Ah, but what would a post be without a good rant along the way. Today’s rant is about W. Yeah, I know, what a surprise. W was born under the sign of Gemini, the twins. W is Gemini through and through. He has two distinct personalities – good W and evil W. For the last few weeks I’ve been graced with having the good W around. It’s been nice. We’ve cooperated. He has even on occasion offered to be helpful in sharing the care of N. Even N noticed they were getting along better. I knew it was too good to last, and I tread lightly because I never knew when he would flip from good W to evil W. Within the last week, evil W has returned. Maybe the moon and planets are badly aligned. I don’t know. He balks at every turn. While I had good W to help with developing the October custody schedule I am now dealing with evil W as we implement it. Suddenly, he has forgotten (in spite of having helped develop the calendar and having it posted on his refrigerator; I’ve seen it when I pick up N) and not pleased that he is to have N tonight and tomorrow night, as we agreed when the two of us sat down and made the calendar together. Also, last night after dinner as we were transferring N’s stuff from his car to mine he got all pissy over a minor issue, said “Whatever” as I tried to explain something, slammed the car door on my car, turned and walked away. N said, “I can’t believe he just did that to you.” Then he put his head on my shoulder and rubbed my arm. I didn’t know what to say except to thank him for caring.
How long will evil W stay and prevent good W from appearing? No clue. I guess it’ll take until the wind changes, or the planets realign, or he has a little success with one of his “lady friends” as he calls them.
In other news, I had two exceedingly weird dreams last night (thanks to spicy Mexican food for dinner maybe?). The first dream was that N (and yes, he is very much a boy) was pregnant without my knowledge until he had the baby. It was a bizarre dream and fizzled out as I started to question just exactly how N, a boy, could have a baby. It was a strange and disturbing dream. In the other dream I attended a party where several people I know in real life and a couple of people I didn’t know were in attendance. It was a rather adult type party. All the women were in lingerie while they men were fully dressed (which I thought was weird even in my dream). I was a newcomer to the group but very warmly welcomed. They were playing some kind of card game that I was having a hard time following, but turns often resulted in various adult type activities engaged in for a time determined by the cards played. At one point, I ended up in a FFM threesome with a redhead I know from the bi group and a man I didn’t know. I also know that John Goodman (the actor) was there, as well as one guy I knew from grade school. Most of the women there were from my bi group. This dream was quite interesting and enjoyable and was only interrupted as W called me early this morning to let me know that I needed to replenish N’s lunch money at school.
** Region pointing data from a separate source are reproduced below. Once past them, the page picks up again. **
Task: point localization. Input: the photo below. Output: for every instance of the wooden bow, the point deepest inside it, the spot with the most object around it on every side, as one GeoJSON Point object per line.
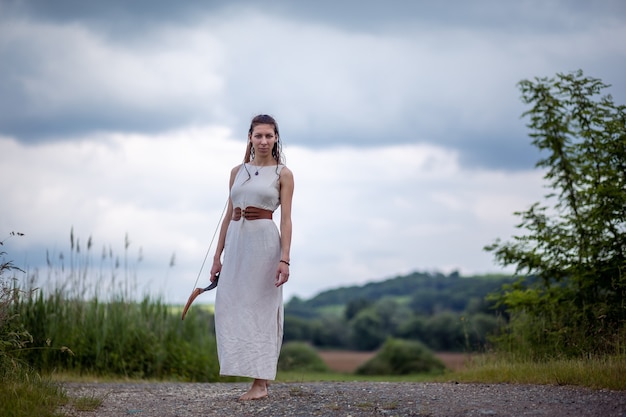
{"type": "Point", "coordinates": [195, 293]}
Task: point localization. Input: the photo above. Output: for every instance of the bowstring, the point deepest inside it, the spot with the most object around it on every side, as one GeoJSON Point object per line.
{"type": "Point", "coordinates": [206, 255]}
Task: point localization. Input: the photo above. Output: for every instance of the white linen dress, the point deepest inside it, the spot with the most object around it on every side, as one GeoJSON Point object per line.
{"type": "Point", "coordinates": [248, 306]}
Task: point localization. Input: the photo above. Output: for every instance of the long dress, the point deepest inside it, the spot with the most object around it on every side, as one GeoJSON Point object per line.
{"type": "Point", "coordinates": [248, 306]}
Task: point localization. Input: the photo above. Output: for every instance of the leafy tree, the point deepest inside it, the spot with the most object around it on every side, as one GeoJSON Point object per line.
{"type": "Point", "coordinates": [575, 244]}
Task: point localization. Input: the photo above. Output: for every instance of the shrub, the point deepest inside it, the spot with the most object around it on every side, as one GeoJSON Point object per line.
{"type": "Point", "coordinates": [300, 356]}
{"type": "Point", "coordinates": [402, 357]}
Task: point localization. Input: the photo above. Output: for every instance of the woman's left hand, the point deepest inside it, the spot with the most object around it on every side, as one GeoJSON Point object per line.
{"type": "Point", "coordinates": [282, 274]}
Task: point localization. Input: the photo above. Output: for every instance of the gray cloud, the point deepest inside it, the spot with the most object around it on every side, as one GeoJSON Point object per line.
{"type": "Point", "coordinates": [334, 73]}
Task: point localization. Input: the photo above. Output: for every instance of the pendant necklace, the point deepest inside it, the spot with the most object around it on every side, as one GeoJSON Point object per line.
{"type": "Point", "coordinates": [258, 167]}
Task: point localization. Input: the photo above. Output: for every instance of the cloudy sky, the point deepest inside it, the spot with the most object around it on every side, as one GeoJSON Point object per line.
{"type": "Point", "coordinates": [401, 121]}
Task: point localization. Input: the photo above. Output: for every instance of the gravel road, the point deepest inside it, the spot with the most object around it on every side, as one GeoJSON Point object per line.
{"type": "Point", "coordinates": [347, 399]}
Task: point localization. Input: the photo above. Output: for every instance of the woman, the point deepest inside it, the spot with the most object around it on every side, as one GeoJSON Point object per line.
{"type": "Point", "coordinates": [249, 299]}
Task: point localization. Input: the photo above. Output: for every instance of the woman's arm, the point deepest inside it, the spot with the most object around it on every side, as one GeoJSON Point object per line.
{"type": "Point", "coordinates": [286, 196]}
{"type": "Point", "coordinates": [221, 241]}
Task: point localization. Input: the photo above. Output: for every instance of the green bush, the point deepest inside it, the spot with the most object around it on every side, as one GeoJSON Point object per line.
{"type": "Point", "coordinates": [402, 357]}
{"type": "Point", "coordinates": [300, 356]}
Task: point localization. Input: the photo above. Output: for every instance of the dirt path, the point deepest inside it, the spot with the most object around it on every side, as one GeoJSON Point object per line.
{"type": "Point", "coordinates": [347, 399]}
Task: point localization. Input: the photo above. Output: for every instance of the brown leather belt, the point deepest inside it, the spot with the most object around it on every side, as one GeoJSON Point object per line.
{"type": "Point", "coordinates": [251, 213]}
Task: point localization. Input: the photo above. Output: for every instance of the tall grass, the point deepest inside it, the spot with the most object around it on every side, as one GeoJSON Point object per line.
{"type": "Point", "coordinates": [23, 392]}
{"type": "Point", "coordinates": [596, 372]}
{"type": "Point", "coordinates": [76, 329]}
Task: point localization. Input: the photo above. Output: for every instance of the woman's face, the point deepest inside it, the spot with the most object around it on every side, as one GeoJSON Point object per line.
{"type": "Point", "coordinates": [263, 139]}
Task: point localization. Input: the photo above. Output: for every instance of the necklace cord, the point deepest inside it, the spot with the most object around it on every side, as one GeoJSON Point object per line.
{"type": "Point", "coordinates": [206, 255]}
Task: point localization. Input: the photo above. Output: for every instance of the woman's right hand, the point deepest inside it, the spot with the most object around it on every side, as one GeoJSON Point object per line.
{"type": "Point", "coordinates": [215, 270]}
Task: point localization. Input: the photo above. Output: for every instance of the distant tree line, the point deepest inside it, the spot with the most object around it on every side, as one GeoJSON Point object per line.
{"type": "Point", "coordinates": [444, 312]}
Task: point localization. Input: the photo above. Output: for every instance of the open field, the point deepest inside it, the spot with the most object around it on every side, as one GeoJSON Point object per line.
{"type": "Point", "coordinates": [348, 361]}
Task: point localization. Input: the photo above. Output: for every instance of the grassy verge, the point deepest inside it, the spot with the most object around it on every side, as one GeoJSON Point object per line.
{"type": "Point", "coordinates": [597, 373]}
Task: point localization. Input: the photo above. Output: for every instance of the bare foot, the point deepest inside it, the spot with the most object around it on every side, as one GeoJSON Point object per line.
{"type": "Point", "coordinates": [257, 391]}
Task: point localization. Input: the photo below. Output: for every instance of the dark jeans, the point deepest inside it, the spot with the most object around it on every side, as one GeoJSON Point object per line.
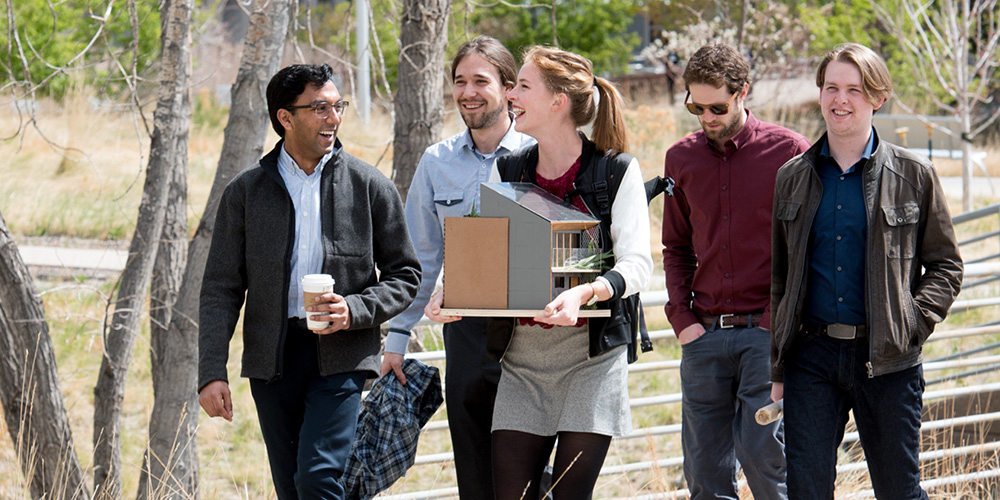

I struggled to awaken from the dream as I tried to figure out what the noise was (the telephone ringing). Oh well, it was almost time to get up for the day anyway.
And just now I read my horoscope for today:
Your attempts to remain practical today may be futile as you are drawn into the shadowy regions of uncertainty. Logic fails to explain your strong passions, yet this is as it should be now. Your current lesson is about honoring your feelings, whether they are rational or not. Remember, you can allow your emotions to flow unrestrained without necessarily acting on any of them.
Okey dokey then. Heading into another beautiful, weird, wacky day. Yet this is as it should be now. Well, at least my horoscope seems to think so anyway.